Todo comenzaba con una sensación leve: incomodidad. Una especie de presión sorda, como si lo estuvieran vigilando incluso cuando él parecía mirar hacia otro lado. Había algo en su manera de sentarse recto, de girar lentamente la cabeza al escuchar una conversación, de observar con los párpados casi cerrados, pero con los ojos siempre despiertos. Algunos decían que tenía “una mirada vieja”, otros simplemente dejaban de hablar cuando él estaba presente, como si algo en su presencia obligara al silencio.

Y luego estaban las pequeñas cosas. Cosas fáciles de descartar si se analizaban una a una, pero imposibles de ignorar cuando se veían en conjunto. Un cuaderno de registros que desaparecía misteriosamente y aparecía dos días después en el cajón equivocado. Un vaso de vidrio que se rompía siempre en el mismo rincón de la cocina, aunque nadie lo tocara. Unas tijeras que cambiaban de lugar. Una puerta que alguien creía haber cerrado y se encontraba abierta. Y siempre, de forma casi casual, NN estaba cerca. No en el centro, no en acción. Siempre en los bordes. Mirando. Esperando.

María, la cuidadora más antigua del grupo, empezó a notar los patrones. No dijo nada al principio. Pero observaba. Sabía que algo no era normal. Que los errores no eran realmente errores. Que la torpeza de sus compañeras no era más que el efecto de un nerviosismo que crecía sin causa visible. Cada vez que NN entraba en una sala, el aire cambiaba. No bajaba la temperatura, pero algo se tensaba. Una vibración sin nombre. Un eco que no venía de ningún lado.

—Ese niño… —murmuró una vez a su compañera Anna—. Tiene algo.

—¿Algo cómo?

—No sé. Es como si supiera demasiado. Como si escuchara lo que no se dice.

Anna sonrió, cansada.

—Solo es callado. Me dan más miedo los gritones.

María no respondió. Pero esa noche, mientras pasaba lista antes de dormir, vio a NN acostado en su cuna, perfectamente cubierto, con el peluche viejo abrazado al pecho. Sus ojos estaban cerrados, pero su cuerpo no tenía la relajación del sueño. María se quedó allí, observándolo en la penumbra. Y, de repente, NN abrió los ojos y la miró. Solo eso. Sin moverse, sin hacer ningún gesto.

María sintió que debía irse. Y lo hizo.

Al día siguiente, Anna no fue a trabajar. Dijo que tenía fiebre, pero al tercer día confesó por teléfono que no podía dormir.
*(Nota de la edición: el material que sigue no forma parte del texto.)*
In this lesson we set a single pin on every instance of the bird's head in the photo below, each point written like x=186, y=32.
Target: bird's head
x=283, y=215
Soñaba con un niño sin rostro. Soñaba con un cuarto lleno de ojos abiertos. Con objetos moviéndose solos.

No volvió a trabajar en San Agatón.

El director del orfanato, ajeno a los detalles, asumió que era estrés. Lo mismo dijo cuando otra cuidadora, en un arranque de nervios, acusó a una compañera de sabotear sus labores. Los turnos se reorganizaron. Las cámaras de seguridad —nunca funcionales— fueron mencionadas en un acta, pero nadie las reparó. Y NN seguía allí. Callado. Intacto. Como si el mundo le pasara por encima sin rozarlo. O como si lo empujara, apenas, con los dedos invisibles de su voluntad.

Lo más inquietante no era lo que hacía. Era lo que lograba sin hacer nada. La simple posibilidad de su presencia bastaba para que dos asistentes se vigilaran con recelo. Para que alguien cambiara de rutina. Para que las conversaciones murieran antes de nacer. NN no manipulaba con palabras ni con gestos. Manipulaba con vacío. Con silencio. Con presencia sostenida.
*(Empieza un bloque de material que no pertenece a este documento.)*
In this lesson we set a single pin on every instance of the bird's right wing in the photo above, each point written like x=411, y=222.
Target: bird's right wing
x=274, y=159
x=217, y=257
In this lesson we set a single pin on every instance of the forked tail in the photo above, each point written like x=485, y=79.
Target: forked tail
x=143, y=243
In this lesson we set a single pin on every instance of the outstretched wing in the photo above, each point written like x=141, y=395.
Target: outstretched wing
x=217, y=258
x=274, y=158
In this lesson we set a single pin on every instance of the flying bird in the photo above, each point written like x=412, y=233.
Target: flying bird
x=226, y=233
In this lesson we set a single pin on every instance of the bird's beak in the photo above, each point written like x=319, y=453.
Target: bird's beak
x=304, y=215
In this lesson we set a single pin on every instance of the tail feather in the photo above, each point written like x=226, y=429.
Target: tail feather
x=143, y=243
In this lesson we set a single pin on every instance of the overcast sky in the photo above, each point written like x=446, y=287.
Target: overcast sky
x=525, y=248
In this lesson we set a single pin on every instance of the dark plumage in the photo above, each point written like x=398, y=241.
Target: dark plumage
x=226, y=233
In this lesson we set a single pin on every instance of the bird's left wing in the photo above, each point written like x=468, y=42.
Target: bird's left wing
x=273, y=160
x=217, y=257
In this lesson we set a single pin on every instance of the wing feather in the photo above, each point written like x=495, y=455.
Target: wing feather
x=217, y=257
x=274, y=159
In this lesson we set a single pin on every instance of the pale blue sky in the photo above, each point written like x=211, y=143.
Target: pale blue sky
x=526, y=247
Una tarde, mientras los niños jugaban en el patio, una pelota salió disparada y golpeó a una cuidadora en el rostro. Nadie supo cómo había llegado hasta allí. Todos los niños estaban lejos. Todos, menos NN, que la miraba desde la sombra de un árbol, sin moverse. Cuando la mujer lo miró, él sonrió. No con malicia. Ni con ternura. Solo con la certeza de que algo se había cumplido.

El miedo, en San Agatón, no llegó de golpe. Llegó en forma de incomodidad crónica, de turnos rotos, de angustias sin nombre. Ninguno de los adultos supo exactamente qué estaba mal. Pero todos, sin saberlo, empezaron a cambiar por él.